The magazine follows the system from start to finish, an amazing story of machinery and people power. Using a postmark graphic throughout – it’s vast on the opener (above) but also features across the logo magazine masthead on the cover at a more realistic scale – the photography is accompanied by brief texts but is otherwise left to tell the story.
After Emily Bazelon’s written introduction alongside Philip Montgomery’s black and white scene-setting shots of vote counting (above), we shift back in time to the printing of the ballot papers.
Photography director Kathy Ryan explains the origins of the story; ‘It was becoming very clear that there would be more mail-in ballots then ever in history and that Donald Trump would challenge the election results if he lost.’
‘Editor-in-chief Jake Silverstein felt it looked highly likely that the mail-in ballot itself would be at the center of the story and shooting Election Day would not be the way to go. So Jake decided to make the issue about the mail-in ballot. It was very prescient of him.’ The shoots started back in September.
Christopher Payne’s rich colour imagery traces how the huge volume of ballot forms were produced. Who can resist the sight of printing presses and finishing machines? But it’s not just the machinery, the photography reveals the scale of the human effort involved, summed up in a staff poster proclaiming ‘Election heroes work here’.
Next, Philip Montgomery tells the story of the postal workers charged with delivering the ballot papers for voting, one seemingly abstract image (below) resolving itself as the pattern made by trolley wheels as they scrape a tiled floor. Shot in Florida, Arizona and Pennsylvania, the images emphasise the scale of the undertaking.

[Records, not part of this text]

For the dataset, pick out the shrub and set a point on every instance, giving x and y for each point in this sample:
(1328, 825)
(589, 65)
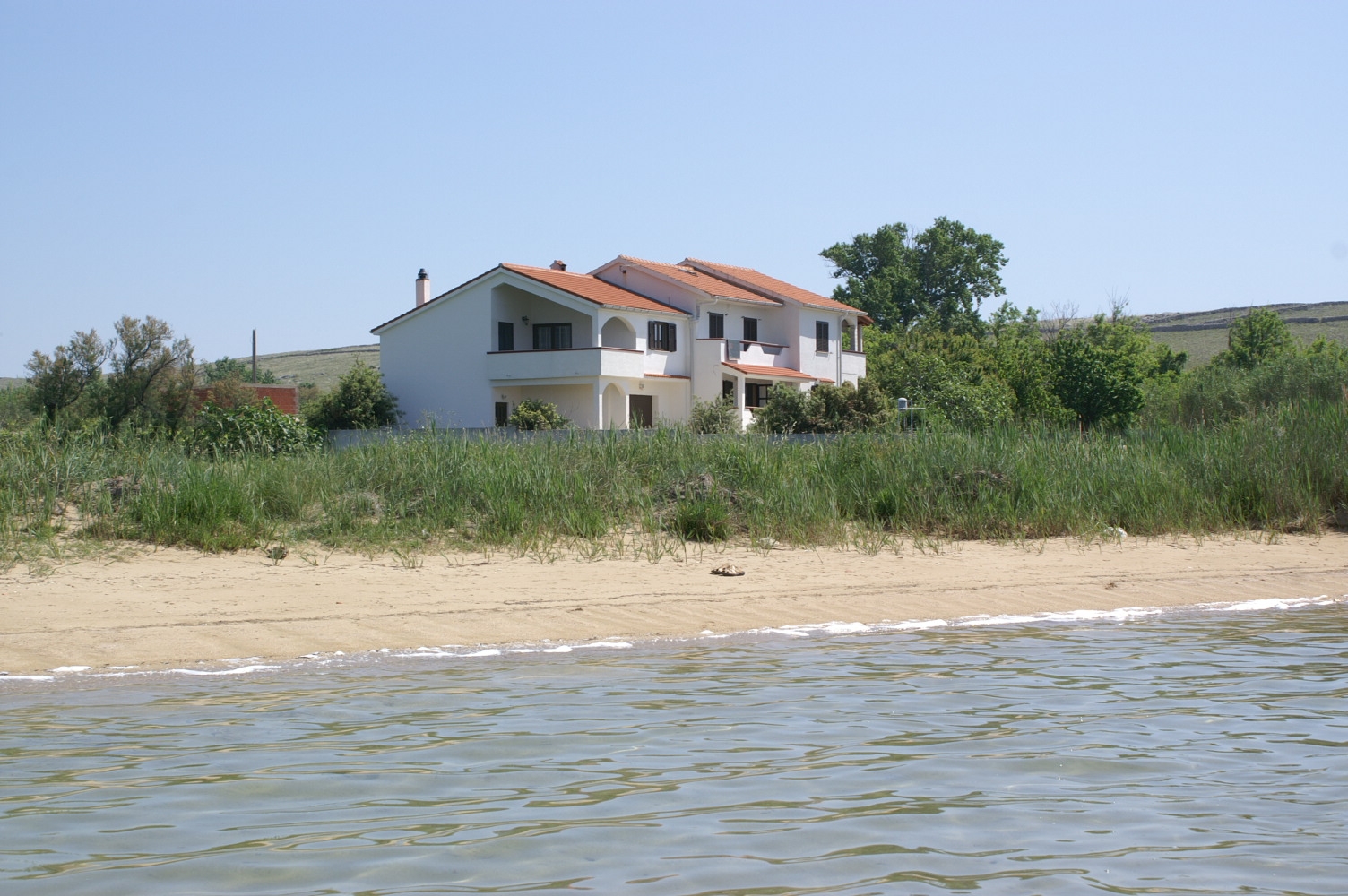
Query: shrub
(249, 428)
(825, 409)
(714, 417)
(701, 521)
(535, 414)
(360, 401)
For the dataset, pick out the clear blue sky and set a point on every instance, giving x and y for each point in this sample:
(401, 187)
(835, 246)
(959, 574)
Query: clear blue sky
(290, 166)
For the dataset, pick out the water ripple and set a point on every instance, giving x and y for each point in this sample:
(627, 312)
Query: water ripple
(1174, 754)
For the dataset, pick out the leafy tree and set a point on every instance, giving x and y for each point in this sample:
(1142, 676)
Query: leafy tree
(714, 417)
(1255, 339)
(938, 275)
(249, 428)
(535, 414)
(360, 401)
(951, 376)
(1021, 360)
(151, 374)
(59, 379)
(825, 409)
(1099, 371)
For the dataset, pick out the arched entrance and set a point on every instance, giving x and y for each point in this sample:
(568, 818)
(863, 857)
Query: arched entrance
(618, 334)
(615, 407)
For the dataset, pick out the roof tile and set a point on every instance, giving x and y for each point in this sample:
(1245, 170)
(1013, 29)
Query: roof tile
(592, 289)
(769, 285)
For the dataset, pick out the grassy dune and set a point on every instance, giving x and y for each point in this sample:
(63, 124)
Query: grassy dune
(1285, 470)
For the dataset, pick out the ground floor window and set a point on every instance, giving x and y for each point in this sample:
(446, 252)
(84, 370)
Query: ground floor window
(551, 336)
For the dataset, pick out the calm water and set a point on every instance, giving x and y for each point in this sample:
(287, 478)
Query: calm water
(1184, 754)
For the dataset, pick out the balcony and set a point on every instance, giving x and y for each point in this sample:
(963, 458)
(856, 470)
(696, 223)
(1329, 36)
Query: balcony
(853, 366)
(562, 364)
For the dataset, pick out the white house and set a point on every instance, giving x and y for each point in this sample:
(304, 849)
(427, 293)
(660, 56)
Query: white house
(630, 342)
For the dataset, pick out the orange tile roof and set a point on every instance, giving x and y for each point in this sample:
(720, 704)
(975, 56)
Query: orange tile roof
(758, 369)
(592, 289)
(704, 282)
(772, 285)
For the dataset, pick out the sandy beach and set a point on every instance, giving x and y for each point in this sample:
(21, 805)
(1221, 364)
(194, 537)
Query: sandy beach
(168, 607)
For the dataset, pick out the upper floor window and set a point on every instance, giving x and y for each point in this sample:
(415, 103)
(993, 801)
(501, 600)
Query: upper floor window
(551, 336)
(716, 326)
(660, 336)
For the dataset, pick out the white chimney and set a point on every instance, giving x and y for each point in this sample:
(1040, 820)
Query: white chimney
(422, 289)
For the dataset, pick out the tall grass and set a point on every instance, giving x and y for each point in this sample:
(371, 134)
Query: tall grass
(1285, 470)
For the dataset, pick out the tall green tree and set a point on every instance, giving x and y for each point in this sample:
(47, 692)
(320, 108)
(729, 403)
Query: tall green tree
(1099, 371)
(151, 374)
(360, 401)
(1257, 339)
(61, 377)
(940, 275)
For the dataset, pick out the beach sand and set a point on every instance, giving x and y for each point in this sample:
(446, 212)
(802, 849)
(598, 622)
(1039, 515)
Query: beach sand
(173, 607)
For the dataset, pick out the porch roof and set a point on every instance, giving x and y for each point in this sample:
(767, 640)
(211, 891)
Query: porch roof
(774, 372)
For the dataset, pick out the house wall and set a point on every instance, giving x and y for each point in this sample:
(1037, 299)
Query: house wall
(511, 304)
(436, 361)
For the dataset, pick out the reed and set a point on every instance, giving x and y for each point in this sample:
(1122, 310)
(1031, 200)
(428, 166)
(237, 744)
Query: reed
(1281, 470)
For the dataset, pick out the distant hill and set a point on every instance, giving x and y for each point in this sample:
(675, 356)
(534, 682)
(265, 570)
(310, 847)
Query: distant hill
(1204, 333)
(321, 366)
(1198, 333)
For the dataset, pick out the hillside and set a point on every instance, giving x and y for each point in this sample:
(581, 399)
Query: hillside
(321, 366)
(1204, 333)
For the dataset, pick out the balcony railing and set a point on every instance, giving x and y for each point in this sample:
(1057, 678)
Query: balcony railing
(558, 364)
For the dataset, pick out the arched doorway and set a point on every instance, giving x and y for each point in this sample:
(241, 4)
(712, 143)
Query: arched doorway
(618, 334)
(615, 409)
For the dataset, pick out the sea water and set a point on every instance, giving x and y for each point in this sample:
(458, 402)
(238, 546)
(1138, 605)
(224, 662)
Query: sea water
(1179, 752)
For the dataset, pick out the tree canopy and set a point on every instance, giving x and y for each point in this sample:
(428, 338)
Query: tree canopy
(940, 275)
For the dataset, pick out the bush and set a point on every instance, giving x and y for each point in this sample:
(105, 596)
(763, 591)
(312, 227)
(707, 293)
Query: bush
(249, 428)
(825, 409)
(360, 401)
(714, 417)
(535, 414)
(701, 521)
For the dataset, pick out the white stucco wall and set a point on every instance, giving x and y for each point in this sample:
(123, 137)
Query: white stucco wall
(436, 361)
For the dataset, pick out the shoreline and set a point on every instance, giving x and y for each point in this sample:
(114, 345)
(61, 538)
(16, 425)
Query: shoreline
(179, 607)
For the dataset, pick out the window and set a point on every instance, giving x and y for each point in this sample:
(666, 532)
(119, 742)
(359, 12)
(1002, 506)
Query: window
(551, 336)
(751, 329)
(660, 336)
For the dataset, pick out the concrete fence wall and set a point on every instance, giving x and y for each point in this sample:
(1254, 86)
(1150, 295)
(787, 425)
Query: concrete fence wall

The final section sees photographer Dina Litovsky record the voting and counting, her colour images capturing the human end points of the process – people in masks posting their ballots (above) and rows of people checking the ballot papers after they’ve been collected.
The story told in these pages would be powerful at any time, but given the questions being asked of the voting system and the people responsible for it, it takes on a whole other weight of meaning.
Despite Trump’s attempts to challenge the result, he has failed to establish a serious fault in the system.
This issue of the Times Magazine depicts the people the people he was challenging, people young and old, black and white, junior and senior, from different states and with various roles in the massive machine that measures the vote. The cover image sums up the story, and perhaps this extraordinary year: a woman of colour wearing mask and gloves, studiously checking absentee ballot forms in Michigan.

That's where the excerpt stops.